Corruption and fraud cost companies dearly, upwards of 5% of annual revenue according to some estimates.[1] Beyond monetary costs, corruption and fraud damage a company’s brand, erode its organizational culture, and hurt the consumers and countries that a company strives to serve and support.
I was the lead global anti-corruption lawyer for several large multinational companies over the course of ten years. For me, ensuring that the compliance programs I ran were truly effectivewas a constant challenge. In-house compliance professionals face increasingly sophisticated fraud and corruption schemes, escalating regulator expectations, and businesses that are often expanding rapidly into new markets, whether organically or via acquisitions. I felt those pressures constantly as an in-house lawyer, and it was clear to me that my peers at other companies felt the same way.

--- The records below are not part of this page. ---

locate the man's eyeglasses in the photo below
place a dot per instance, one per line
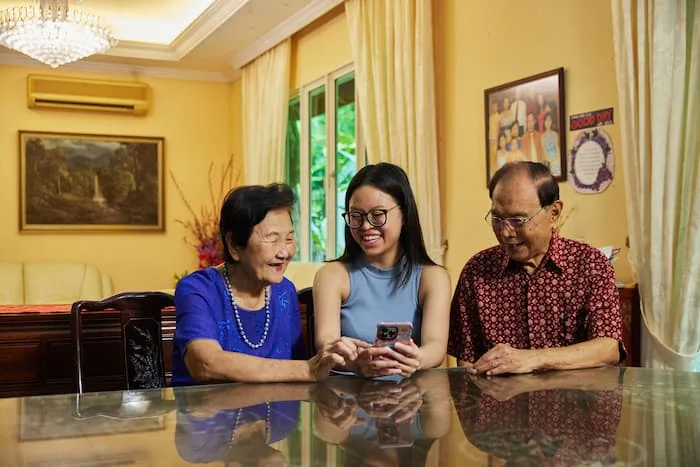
(512, 222)
(376, 217)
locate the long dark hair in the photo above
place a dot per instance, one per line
(392, 180)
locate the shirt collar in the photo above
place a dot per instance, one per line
(554, 257)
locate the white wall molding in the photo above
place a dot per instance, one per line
(208, 22)
(102, 67)
(285, 29)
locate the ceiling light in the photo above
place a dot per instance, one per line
(50, 32)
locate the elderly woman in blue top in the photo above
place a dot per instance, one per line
(240, 321)
(384, 274)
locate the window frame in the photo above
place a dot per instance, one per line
(330, 181)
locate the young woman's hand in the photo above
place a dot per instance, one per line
(407, 356)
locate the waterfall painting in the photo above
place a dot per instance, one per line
(76, 182)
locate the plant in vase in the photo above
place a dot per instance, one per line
(202, 229)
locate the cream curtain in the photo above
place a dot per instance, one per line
(265, 101)
(392, 46)
(657, 55)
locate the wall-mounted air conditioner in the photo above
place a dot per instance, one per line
(87, 94)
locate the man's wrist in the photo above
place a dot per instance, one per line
(541, 359)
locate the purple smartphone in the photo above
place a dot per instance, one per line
(390, 332)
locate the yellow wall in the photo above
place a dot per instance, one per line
(320, 48)
(481, 44)
(237, 126)
(193, 117)
(491, 42)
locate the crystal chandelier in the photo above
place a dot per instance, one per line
(50, 32)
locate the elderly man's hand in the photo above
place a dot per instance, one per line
(503, 359)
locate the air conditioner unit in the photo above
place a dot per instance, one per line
(87, 94)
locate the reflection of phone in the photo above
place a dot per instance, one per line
(390, 332)
(391, 434)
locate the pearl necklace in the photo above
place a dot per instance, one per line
(268, 411)
(238, 317)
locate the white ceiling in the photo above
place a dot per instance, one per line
(199, 37)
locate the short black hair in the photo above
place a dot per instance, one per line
(392, 180)
(547, 186)
(245, 207)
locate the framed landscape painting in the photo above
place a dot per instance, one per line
(525, 120)
(78, 182)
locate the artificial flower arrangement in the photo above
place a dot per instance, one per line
(202, 229)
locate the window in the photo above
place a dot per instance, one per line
(321, 147)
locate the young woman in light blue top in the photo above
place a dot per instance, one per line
(384, 274)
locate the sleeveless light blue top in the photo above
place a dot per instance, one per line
(373, 298)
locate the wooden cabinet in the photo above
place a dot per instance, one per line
(37, 357)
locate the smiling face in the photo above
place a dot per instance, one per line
(270, 248)
(516, 196)
(380, 244)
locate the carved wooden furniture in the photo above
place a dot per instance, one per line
(141, 336)
(306, 309)
(37, 356)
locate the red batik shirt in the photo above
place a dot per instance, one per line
(570, 298)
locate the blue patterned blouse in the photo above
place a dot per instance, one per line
(203, 310)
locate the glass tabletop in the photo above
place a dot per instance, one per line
(606, 416)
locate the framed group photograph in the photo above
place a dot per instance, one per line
(80, 182)
(525, 120)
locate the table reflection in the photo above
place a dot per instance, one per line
(557, 418)
(383, 423)
(236, 424)
(607, 416)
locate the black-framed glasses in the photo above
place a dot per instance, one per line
(375, 217)
(513, 222)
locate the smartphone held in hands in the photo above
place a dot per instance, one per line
(388, 333)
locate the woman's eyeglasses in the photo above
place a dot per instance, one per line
(375, 217)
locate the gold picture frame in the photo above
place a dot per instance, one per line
(525, 120)
(71, 182)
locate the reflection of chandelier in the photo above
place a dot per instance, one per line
(49, 32)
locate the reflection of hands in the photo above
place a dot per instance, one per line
(594, 379)
(503, 359)
(274, 459)
(333, 407)
(400, 402)
(334, 416)
(503, 389)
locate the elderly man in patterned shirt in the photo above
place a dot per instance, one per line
(536, 301)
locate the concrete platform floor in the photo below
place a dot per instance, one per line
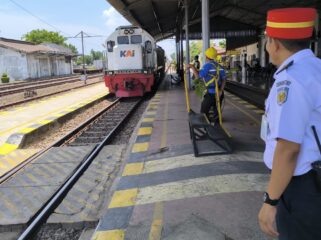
(165, 192)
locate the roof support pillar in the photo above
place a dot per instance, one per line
(262, 50)
(317, 40)
(181, 66)
(205, 27)
(187, 44)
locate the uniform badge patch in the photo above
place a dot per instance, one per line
(282, 95)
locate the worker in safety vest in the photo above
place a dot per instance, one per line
(210, 72)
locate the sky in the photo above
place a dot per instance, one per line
(96, 18)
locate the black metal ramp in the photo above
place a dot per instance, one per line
(206, 138)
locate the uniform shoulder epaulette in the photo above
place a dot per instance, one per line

Fortunately, new technologies now exist that enable compliance teams at companies of any size to implement next-generation controls to prevent and detect corruption and fraud far more effectively than ever before. Those technologies enable more end-to-end controls using data, so corrupt contracts are never signed, corrupt payments are never approved, and potentially problematic transactions are identified and remediated quickly. The need for such technologies has only accelerated with the disruption caused by COVID-19, as compliance teams face pressure to address mounting and varied risks with fewer resources and while working remotely.

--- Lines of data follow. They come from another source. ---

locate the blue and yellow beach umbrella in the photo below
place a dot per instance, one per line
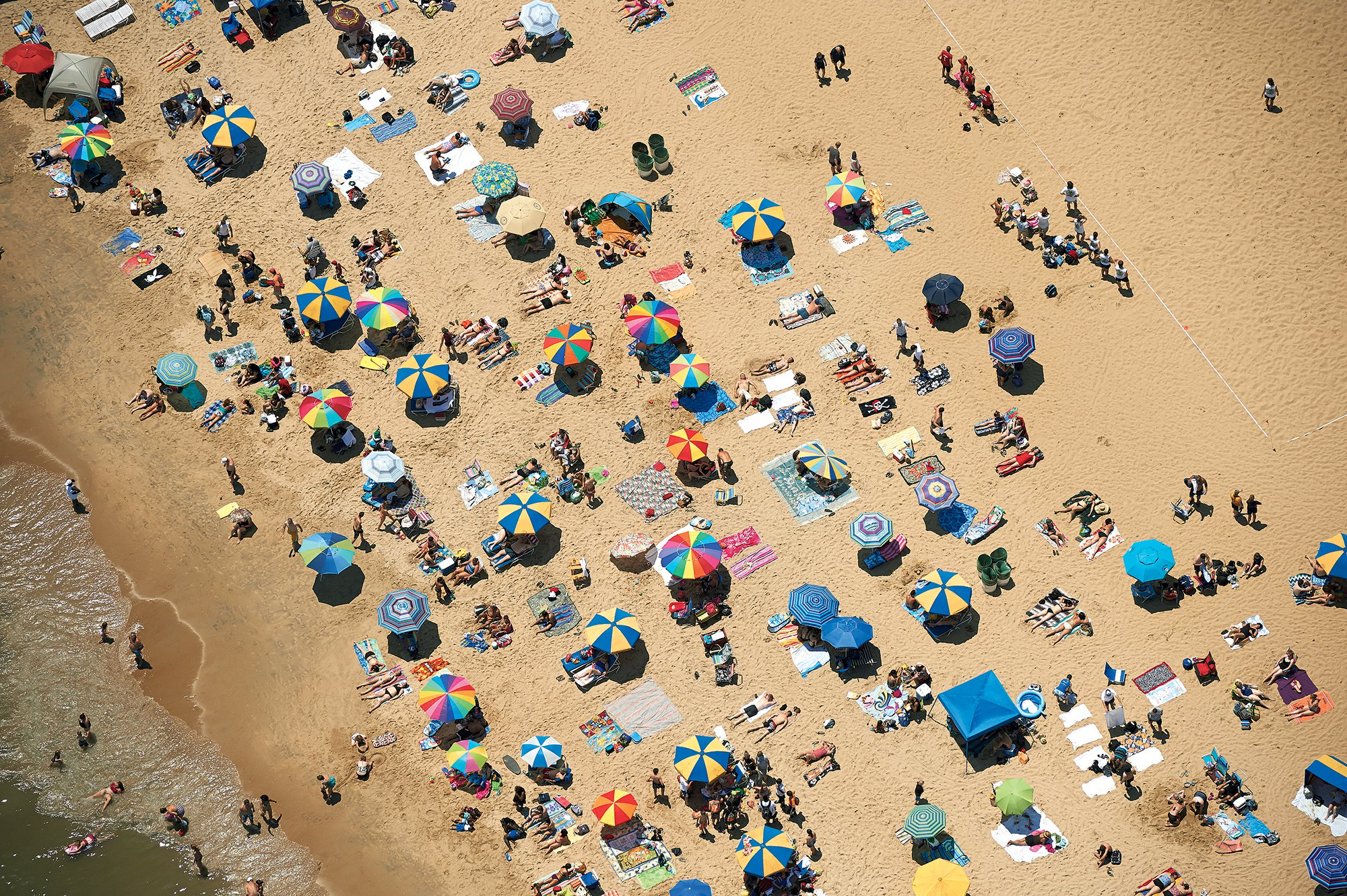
(614, 630)
(525, 516)
(230, 127)
(324, 299)
(756, 219)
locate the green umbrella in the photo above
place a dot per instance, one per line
(1015, 797)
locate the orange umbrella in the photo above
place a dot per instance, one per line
(689, 444)
(615, 808)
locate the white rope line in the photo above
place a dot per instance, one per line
(1121, 250)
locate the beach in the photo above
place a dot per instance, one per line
(1226, 370)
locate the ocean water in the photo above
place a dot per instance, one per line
(56, 587)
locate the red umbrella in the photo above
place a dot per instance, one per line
(511, 104)
(30, 58)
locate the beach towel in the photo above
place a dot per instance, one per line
(1295, 687)
(849, 240)
(760, 420)
(397, 127)
(348, 162)
(1084, 736)
(457, 162)
(1261, 633)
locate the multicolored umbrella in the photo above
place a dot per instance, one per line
(1333, 556)
(312, 178)
(690, 555)
(526, 516)
(812, 606)
(845, 188)
(176, 369)
(495, 179)
(937, 491)
(325, 408)
(653, 322)
(422, 376)
(230, 127)
(614, 630)
(447, 697)
(403, 611)
(86, 141)
(568, 345)
(1148, 560)
(689, 444)
(872, 530)
(1015, 797)
(690, 372)
(944, 592)
(941, 878)
(541, 751)
(756, 219)
(822, 462)
(942, 289)
(539, 18)
(467, 757)
(702, 758)
(511, 104)
(925, 821)
(848, 633)
(324, 299)
(764, 852)
(1327, 866)
(382, 307)
(615, 808)
(328, 552)
(1012, 345)
(347, 18)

Continuous spend monitoring
Corruption and fraud involve transfers of value from a company, directly or indirectly, to an employee in the case of embezzlement or to a government official or customer employee in the case of corruption. As a compliance practitioner for the last 15 years, the most glaring gap in current compliance programs remains, in my opinion, in the effective monitoring of company spend to detect such transfers.

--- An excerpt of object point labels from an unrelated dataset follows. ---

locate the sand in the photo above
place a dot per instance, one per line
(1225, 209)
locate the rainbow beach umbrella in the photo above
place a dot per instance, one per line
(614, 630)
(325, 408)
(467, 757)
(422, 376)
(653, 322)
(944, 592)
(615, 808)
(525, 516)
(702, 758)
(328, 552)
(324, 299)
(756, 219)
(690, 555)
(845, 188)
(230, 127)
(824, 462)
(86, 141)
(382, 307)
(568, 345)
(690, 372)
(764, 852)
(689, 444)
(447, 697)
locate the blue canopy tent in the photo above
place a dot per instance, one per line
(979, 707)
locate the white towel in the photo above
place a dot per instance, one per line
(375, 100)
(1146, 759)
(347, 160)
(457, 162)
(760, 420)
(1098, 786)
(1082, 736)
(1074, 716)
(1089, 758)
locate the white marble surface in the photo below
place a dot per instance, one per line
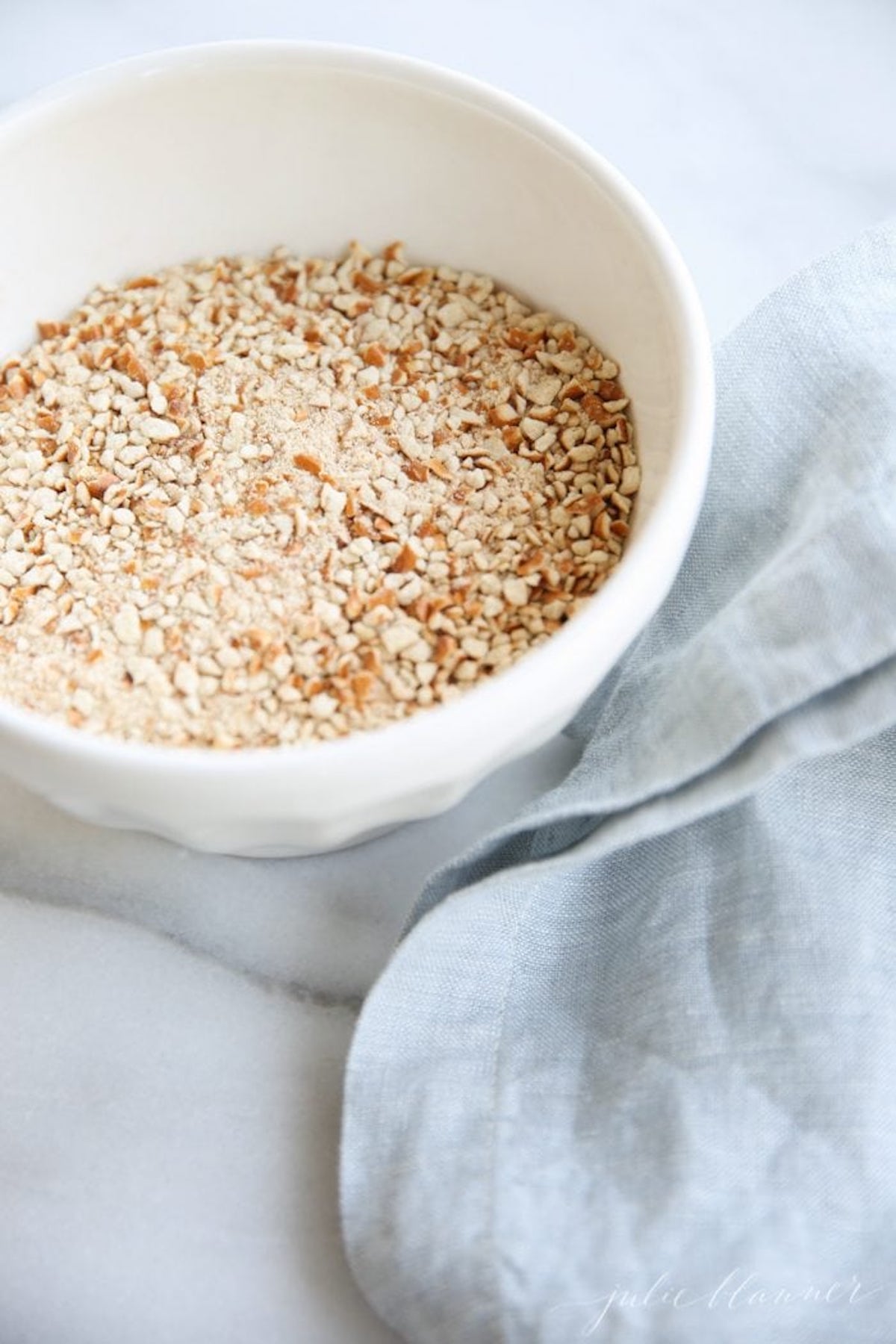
(172, 1026)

Today, most organizations rely on audit to conduct reviews of spend on a periodic basis in high-risk countries by choosing a sample of transactions. For example, audit might visit a high-risk country once every three years and choose the top ten payments made to a sample of third parties identified as high-risk from the company’s third-party due diligence process. The periodic nature of such audits as well as the lack of sophistication in the typical sample selection can mean that suspicious transactions may not be spotted and, if they are, corruption or fraud may have become systemic in the years between the previous and current audits.